Thanks to authors for the helpful responses. Authors have properly addressed my concerns and I decide to keep my positive scores.
Dear Reviewer t7ek,
Thank you for taking the time to review our rebuttal. We are glad that our responses have addressed your concerns.
Best, Authors
The paper proposes Flick, a data-driven framework designed to address data heterogeneity across silos in federated learning. Flick leverages commonsense knowledge from large language models (LLMs) to generate synthetic data, enhancing data diversity and balance. To protect local privacy, clients share only textual captions describing their local data with the server, rather than the raw data itself. The server then uses these captions to create text prompts via an off-the-shelf LLM, which guides a generative model to produce synthetic data for both server-side augmentation and local use.
优缺点分析
Strengths
- The paper is well-written and easy to follow.
- The evaluation is thorough, providing comprehensive results that help assess the effectiveness of the proposed approach.
Weaknesses
- Since federated learning often involves private or domain-specific datasets, off-the-shelf LLMs may lack the relevant commonsense knowledge to accurately represent or augment such data.
- The motivation behind certain design choices and methodological components is not clearly explained. (See the detailed questions below for clarification.)
问题
- The retrieval mechanism seems to introduce duplicate generated samples across different clients or even on the same client. Could you provide quantitative insights on how frequently this duplication occurs in practice? Additionally, how does this duplication impact model performance, either positively (e.g., through regularization) or negatively (e.g., by reducing data diversity)?
- The paper mentions that stale sample removal is applied only to the server-side dataset. Would applying a similar strategy to the client-side local datasets also be beneficial? Could you clarify the rationale for restricting this operation to the server dataset, and whether client-side stale samples could similarly degrade learning performance?
- In line 126, the paper suggests that client datasets progressively approximate an IID distribution over time. However, this assumption may not hold if certain classes inherently present greater learning difficulty. Could you expand on how the proposed method addresses or accounts for such class-specific learning challenges in the non-IID setting?
- In line 166, the sample selection strategy favors choosing samples with the smallest loss for underperforming classes, under the assumption that such samples are less likely to be noisy. This makes sense in early training stages. However, in later stages, prioritizing harder (i.e., higher-loss) samples might better facilitate learning. Could you clarify why your method consistently favors small-loss samples?
局限性
yes
最终评判理由
Authors have properly addressed my concerns. I would like to maintain my positive score.
格式问题
No
We thank the reviewer for the insightful comments. Below are our responses.

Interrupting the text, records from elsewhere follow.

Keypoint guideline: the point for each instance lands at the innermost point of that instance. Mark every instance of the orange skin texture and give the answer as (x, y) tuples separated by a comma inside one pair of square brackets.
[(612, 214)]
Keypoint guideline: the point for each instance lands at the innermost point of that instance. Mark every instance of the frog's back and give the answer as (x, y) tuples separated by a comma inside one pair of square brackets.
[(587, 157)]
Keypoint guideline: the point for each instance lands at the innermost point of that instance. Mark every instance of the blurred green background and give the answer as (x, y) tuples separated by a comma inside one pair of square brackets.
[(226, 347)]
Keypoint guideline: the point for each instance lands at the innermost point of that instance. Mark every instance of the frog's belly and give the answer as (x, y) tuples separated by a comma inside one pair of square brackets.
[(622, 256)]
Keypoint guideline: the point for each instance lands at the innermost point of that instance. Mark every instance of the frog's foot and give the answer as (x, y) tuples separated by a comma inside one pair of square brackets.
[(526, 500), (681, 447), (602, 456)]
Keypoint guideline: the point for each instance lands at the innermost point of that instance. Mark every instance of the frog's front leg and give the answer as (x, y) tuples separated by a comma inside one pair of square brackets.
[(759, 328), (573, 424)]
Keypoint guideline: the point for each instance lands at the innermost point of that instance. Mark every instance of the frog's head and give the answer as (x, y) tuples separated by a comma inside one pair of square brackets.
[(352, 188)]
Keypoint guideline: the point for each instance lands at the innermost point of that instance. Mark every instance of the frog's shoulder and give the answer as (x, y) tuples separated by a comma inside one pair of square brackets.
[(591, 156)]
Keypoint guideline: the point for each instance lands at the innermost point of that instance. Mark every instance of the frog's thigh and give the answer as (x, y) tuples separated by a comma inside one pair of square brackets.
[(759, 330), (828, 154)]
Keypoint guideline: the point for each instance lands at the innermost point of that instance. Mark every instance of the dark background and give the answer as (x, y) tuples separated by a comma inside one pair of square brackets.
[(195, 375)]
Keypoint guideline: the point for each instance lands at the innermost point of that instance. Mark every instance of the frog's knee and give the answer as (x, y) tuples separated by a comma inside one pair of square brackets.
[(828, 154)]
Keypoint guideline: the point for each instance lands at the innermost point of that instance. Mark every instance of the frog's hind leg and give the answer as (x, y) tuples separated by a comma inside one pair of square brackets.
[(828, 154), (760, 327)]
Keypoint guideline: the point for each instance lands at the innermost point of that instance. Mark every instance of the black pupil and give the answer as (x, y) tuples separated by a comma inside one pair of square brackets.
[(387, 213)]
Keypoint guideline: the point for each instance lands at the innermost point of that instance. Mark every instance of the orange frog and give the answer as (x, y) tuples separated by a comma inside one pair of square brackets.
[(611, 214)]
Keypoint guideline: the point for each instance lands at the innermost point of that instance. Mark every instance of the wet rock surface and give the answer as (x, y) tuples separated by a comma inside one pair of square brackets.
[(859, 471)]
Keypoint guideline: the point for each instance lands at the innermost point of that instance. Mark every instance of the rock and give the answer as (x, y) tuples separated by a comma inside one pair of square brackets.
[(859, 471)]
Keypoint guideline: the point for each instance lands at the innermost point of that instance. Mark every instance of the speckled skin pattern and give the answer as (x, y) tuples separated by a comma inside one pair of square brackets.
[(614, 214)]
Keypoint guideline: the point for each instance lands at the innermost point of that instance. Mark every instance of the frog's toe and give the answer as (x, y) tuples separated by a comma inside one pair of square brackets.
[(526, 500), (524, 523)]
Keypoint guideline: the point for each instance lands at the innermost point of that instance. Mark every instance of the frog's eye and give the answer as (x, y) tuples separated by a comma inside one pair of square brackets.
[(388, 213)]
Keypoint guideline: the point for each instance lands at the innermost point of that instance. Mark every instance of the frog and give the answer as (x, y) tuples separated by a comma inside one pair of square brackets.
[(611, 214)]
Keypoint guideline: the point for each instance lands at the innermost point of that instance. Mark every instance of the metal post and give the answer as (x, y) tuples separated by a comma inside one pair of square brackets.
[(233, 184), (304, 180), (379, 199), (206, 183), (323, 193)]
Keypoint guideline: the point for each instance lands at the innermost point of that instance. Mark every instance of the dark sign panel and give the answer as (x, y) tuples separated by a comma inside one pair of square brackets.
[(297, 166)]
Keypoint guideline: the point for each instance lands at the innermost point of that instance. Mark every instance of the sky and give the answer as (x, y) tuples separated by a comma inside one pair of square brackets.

[1/5] Since federated learning often involves private or domain-specific datasets, off-the-shelf LLMs may lack the relevant commonsense knowledge to accurately represent or augment such data.
Typically, the off-the-shelf LLM (e.g., gpt-4o-mini used in our experiments) contains rich knowledge spanning a wide range of domains. We want to highlight that our proposed pipeline in Flick can effectively query task-relevant information from such an LLM and instill it into the data generation process. Furthermore, in practical deployments, the server in Flick can substitute the off-the-shelf LLM with a task-oriented LLM to better capture domain-relevant commonsense knowledge.
[2/5] The retrieval mechanism seems to introduce duplicate generated samples across different clients or even on the same client. Could you provide quantitative insights on how frequently this duplication occurs in practice? Additionally, how does this duplication impact model performance, either positively (e.g., through regularization) or negatively (e.g., by reducing data diversity)?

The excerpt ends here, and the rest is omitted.